Lungo gli anni ’80 Tondelli scriverà altri libri, tutti molto diversi da Altri libertini; ricordiamo Pao Pao (1982), romanzo che racconta la esperienza militare obbligatoria di quegli anni che, dunque, colpisce anche lo scrittore, il quale la definirà come “un anno di svacco, trasandatezza e noia”.
A questo punto Tondelli è già considerato una voce di spicco della letteratura italiana, nel 1985 passerà a Bompiani e pubblicherà un altro successo importante, Rimini.

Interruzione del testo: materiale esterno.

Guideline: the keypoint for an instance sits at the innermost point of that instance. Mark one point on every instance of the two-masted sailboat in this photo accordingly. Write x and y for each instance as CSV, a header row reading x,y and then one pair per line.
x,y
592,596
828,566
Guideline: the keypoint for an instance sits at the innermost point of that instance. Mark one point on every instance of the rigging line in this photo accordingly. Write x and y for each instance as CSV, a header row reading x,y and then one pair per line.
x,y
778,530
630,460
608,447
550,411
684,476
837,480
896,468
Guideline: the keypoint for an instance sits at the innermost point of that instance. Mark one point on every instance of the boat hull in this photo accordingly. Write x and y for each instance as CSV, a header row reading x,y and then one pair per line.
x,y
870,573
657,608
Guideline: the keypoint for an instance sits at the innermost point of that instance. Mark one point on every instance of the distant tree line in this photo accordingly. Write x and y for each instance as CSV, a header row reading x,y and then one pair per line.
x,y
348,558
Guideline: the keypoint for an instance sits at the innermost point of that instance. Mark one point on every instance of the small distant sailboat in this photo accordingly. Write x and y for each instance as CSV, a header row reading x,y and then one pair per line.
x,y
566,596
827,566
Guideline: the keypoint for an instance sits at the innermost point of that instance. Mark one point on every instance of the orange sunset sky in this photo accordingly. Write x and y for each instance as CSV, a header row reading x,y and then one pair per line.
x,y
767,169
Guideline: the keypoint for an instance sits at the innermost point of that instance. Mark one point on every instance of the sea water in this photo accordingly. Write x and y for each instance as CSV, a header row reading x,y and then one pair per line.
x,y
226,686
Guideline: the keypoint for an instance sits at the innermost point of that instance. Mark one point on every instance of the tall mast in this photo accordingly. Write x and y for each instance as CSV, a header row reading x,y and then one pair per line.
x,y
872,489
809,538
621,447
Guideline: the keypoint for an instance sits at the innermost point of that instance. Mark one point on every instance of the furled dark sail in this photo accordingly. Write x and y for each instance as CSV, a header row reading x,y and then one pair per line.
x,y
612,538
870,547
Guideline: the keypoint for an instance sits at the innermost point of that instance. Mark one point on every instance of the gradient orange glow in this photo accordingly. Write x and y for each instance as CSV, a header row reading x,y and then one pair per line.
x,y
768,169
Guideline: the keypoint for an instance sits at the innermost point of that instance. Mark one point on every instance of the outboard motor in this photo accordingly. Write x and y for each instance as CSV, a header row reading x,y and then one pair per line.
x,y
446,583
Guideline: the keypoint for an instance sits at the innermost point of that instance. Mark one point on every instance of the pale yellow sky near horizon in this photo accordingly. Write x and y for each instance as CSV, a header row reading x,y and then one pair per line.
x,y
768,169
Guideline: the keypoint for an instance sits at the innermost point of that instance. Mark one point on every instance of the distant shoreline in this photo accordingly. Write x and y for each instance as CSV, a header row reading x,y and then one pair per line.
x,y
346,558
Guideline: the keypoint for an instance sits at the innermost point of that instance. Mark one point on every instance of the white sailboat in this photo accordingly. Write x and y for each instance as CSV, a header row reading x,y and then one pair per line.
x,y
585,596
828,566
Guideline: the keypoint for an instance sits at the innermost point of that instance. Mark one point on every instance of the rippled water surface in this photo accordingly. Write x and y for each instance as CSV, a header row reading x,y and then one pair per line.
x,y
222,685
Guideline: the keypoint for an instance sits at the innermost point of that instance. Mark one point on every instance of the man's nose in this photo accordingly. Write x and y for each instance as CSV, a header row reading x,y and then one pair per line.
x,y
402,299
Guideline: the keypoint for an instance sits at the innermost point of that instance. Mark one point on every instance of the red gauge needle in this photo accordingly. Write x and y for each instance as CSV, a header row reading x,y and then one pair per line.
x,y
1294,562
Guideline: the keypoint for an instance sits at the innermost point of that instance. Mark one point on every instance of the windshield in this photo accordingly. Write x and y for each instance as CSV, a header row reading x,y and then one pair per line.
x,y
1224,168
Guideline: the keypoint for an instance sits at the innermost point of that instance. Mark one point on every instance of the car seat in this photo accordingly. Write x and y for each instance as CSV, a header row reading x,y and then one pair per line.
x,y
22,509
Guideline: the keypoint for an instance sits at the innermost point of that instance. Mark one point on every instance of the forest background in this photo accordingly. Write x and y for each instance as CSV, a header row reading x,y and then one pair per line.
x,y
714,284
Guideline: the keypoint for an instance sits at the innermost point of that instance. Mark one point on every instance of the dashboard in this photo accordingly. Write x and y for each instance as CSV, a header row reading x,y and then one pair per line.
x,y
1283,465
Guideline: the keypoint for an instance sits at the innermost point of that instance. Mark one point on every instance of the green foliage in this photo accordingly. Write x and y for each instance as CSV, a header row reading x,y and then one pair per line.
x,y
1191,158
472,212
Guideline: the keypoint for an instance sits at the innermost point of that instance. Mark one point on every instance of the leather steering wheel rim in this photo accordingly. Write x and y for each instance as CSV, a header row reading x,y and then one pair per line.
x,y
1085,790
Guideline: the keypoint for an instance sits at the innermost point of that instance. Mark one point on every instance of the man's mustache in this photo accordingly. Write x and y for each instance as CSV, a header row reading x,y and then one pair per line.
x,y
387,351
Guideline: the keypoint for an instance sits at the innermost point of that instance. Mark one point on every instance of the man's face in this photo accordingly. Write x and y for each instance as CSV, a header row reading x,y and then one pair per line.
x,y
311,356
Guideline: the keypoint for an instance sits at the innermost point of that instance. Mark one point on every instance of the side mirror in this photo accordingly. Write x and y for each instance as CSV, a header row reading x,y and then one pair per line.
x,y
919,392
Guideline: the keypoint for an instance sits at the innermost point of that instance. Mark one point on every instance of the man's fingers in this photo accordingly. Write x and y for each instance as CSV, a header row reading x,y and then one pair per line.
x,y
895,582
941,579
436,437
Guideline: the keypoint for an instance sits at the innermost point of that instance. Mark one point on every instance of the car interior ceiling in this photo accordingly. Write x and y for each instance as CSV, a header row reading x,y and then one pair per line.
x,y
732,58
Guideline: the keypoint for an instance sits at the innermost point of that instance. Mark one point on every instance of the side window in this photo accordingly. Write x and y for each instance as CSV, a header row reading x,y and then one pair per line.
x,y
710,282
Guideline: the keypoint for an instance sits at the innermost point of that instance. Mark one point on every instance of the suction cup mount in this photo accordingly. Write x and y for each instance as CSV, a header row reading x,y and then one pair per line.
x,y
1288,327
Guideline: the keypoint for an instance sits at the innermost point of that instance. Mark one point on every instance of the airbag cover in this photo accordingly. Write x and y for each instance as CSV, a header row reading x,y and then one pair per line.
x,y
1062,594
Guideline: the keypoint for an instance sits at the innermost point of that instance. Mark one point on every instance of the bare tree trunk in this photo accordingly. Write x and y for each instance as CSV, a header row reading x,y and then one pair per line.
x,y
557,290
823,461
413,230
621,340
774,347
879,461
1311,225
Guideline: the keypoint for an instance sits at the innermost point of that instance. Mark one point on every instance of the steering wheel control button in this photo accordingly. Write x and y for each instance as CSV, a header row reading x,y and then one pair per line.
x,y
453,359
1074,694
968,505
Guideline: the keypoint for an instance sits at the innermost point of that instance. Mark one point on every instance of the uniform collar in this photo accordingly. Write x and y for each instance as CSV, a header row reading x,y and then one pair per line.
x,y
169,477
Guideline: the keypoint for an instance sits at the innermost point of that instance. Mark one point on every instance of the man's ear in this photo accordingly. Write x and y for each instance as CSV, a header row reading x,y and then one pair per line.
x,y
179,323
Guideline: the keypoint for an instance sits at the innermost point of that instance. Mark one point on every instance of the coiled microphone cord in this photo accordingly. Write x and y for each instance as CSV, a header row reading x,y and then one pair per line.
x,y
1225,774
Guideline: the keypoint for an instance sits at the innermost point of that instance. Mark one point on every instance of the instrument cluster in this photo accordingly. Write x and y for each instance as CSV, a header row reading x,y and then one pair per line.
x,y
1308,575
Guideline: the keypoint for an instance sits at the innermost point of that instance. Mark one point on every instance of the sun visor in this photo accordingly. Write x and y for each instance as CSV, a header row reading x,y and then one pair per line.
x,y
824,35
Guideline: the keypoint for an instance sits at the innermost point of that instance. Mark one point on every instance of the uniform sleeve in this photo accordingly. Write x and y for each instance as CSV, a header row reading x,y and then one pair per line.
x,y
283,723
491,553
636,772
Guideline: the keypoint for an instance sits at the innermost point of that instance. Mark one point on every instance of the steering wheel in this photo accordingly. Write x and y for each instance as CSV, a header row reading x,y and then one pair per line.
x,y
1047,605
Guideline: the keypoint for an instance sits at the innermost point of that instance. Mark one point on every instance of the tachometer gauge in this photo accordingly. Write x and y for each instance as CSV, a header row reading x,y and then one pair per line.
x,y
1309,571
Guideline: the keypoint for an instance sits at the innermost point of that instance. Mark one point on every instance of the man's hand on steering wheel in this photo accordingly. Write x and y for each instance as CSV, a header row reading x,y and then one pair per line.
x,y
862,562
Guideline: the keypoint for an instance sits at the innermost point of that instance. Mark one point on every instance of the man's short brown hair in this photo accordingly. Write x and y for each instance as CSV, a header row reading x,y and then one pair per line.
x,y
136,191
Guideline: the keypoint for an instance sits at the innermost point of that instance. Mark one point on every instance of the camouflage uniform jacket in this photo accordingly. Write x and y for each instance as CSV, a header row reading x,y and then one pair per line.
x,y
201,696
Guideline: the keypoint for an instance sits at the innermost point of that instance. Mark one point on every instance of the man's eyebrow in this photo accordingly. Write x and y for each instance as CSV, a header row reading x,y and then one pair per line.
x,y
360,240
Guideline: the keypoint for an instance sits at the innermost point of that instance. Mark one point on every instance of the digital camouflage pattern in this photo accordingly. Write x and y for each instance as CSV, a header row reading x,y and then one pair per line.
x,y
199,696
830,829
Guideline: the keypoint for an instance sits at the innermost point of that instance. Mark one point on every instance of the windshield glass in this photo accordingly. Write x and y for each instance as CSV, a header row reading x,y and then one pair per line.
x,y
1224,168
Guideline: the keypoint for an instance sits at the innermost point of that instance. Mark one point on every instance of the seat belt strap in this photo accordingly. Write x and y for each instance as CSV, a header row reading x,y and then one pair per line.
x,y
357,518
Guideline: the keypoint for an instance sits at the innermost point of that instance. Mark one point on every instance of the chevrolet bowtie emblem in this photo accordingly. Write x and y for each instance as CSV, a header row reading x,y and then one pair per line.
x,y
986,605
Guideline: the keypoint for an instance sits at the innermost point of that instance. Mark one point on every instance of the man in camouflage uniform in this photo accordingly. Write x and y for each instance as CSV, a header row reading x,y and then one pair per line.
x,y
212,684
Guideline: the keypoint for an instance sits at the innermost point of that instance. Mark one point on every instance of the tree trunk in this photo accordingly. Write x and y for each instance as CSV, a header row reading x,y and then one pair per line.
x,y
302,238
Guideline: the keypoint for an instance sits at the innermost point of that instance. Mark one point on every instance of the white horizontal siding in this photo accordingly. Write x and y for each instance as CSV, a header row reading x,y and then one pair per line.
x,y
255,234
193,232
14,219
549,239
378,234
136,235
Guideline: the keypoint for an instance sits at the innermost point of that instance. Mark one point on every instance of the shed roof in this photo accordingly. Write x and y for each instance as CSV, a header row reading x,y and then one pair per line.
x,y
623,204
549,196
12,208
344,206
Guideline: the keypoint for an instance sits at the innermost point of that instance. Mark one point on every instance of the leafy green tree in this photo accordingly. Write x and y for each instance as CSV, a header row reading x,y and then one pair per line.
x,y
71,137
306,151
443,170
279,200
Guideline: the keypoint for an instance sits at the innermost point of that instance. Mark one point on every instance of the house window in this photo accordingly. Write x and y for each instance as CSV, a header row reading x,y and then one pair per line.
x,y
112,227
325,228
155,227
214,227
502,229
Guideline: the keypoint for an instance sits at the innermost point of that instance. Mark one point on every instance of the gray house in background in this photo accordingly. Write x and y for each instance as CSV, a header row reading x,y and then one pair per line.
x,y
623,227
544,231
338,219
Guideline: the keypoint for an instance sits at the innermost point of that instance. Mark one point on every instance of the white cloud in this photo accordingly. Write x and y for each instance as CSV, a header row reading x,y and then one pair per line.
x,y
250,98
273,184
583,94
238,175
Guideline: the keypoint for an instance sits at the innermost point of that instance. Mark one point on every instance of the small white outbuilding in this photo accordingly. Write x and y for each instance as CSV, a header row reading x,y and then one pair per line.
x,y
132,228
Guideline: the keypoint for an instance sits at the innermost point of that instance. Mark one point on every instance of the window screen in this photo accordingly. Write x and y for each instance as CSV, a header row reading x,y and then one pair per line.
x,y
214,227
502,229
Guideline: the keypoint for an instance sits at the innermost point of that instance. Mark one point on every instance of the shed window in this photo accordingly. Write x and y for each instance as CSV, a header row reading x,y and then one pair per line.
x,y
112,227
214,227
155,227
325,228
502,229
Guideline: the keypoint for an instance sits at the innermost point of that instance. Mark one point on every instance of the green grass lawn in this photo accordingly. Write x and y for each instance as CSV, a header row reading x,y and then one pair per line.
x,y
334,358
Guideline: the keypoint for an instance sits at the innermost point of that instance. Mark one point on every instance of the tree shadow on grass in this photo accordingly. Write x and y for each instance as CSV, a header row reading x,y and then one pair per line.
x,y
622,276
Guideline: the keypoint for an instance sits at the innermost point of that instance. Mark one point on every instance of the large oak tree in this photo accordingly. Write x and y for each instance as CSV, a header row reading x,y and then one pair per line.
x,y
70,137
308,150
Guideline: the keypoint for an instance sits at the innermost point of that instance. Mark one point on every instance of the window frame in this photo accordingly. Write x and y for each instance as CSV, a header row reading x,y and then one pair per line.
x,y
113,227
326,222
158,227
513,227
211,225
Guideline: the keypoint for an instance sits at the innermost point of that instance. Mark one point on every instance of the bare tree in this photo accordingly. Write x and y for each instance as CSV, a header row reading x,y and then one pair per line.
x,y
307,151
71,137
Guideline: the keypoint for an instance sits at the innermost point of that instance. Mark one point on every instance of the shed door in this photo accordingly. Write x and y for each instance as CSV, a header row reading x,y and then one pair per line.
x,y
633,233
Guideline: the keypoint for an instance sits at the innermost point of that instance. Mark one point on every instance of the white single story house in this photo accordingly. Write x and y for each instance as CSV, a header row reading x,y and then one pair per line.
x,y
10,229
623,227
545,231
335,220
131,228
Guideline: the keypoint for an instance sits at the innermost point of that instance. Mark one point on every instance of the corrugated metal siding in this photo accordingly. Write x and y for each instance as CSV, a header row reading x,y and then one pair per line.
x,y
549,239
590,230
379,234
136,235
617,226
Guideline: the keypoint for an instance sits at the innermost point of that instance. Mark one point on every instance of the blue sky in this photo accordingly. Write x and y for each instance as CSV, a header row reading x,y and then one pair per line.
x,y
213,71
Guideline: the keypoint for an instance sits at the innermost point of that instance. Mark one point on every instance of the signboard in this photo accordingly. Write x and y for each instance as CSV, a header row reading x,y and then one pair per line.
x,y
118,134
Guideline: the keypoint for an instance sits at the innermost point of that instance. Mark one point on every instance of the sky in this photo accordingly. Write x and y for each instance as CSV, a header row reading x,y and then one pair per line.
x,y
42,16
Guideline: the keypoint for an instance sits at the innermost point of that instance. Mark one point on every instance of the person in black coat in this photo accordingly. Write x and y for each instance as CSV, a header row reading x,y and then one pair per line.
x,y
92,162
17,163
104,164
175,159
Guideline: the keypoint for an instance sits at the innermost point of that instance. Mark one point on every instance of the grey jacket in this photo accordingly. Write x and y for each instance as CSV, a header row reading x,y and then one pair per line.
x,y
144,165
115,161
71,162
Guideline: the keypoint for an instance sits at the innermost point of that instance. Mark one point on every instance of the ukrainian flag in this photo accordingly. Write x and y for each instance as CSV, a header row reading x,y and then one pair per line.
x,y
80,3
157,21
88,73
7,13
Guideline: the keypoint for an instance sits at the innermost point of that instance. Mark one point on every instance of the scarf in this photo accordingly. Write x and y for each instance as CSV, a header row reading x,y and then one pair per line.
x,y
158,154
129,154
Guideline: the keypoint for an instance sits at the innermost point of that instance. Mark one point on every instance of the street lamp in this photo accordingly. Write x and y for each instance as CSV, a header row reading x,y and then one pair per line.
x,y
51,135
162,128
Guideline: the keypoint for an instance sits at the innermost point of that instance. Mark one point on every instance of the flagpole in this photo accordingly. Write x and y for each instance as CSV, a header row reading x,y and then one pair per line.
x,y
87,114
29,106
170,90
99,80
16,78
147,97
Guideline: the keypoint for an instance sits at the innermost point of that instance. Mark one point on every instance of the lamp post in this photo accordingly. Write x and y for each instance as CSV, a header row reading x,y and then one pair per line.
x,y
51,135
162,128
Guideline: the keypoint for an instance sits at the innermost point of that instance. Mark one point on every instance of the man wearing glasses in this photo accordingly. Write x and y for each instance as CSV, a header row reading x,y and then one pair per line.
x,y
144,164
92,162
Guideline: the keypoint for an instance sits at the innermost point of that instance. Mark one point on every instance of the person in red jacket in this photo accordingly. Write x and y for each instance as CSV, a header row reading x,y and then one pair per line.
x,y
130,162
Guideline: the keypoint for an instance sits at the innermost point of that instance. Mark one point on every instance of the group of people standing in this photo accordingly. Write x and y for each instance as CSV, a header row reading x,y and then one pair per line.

Nel 1986 pubblica Biglietti agli amici, mentre avvia il progetto Under 25, dedicato alla scrittura delle nuove generazioni; si tratta di testi di giovani scrittori, che lo stesso Tondelli correggerà e curerà per inserirli in tre antologie come: Giovani Blues (1986), Belli e Perversi(1987), e Papergang (1990). Se con la scrittura di Altri libertini, da voce, come nessuno prima, ai più emarginati, con questo progetto Tondelli si fa ancora una volta “guida”, “fratello maggiore” per gli aspiranti scrittori del suo tempo, che volevano raccontare e raccontarsi. Si definisce nuovamente per la sua generosità e disponibilità, caratteristiche che rappresenteranno la sua forza e, allo stesso tempo, la sua profonda debolezza. L’ultimo romanzo, Camere separate, sarà pubblicato nel 1989. Lavora e produce ininterrottamente, dunque, e sembra distaccarsi da quell’opera prima che suscitò un clamore unico all’inizio degli anni’80, ma, negli ultimi momenti della sua vita, colpito dalla malattia più spietata che si aggirava in quegli anni, Tondelli dichiarerà di riconoscersi, in quegli ultimi istanti come non mai, proprio nel dolore e, allo stesso tempo, nella grande voglia di vita dei personaggi di Altri libertini.
Quasi un ritorno alle origini e alla verità del pensiero tondelliano, che io ritrovo pienamente svelato in una semplice e grande frase tra le pagine di Altri libertini:
“Sulla mia terra semplicemente ciò che sono mi aiuterà a vivere”.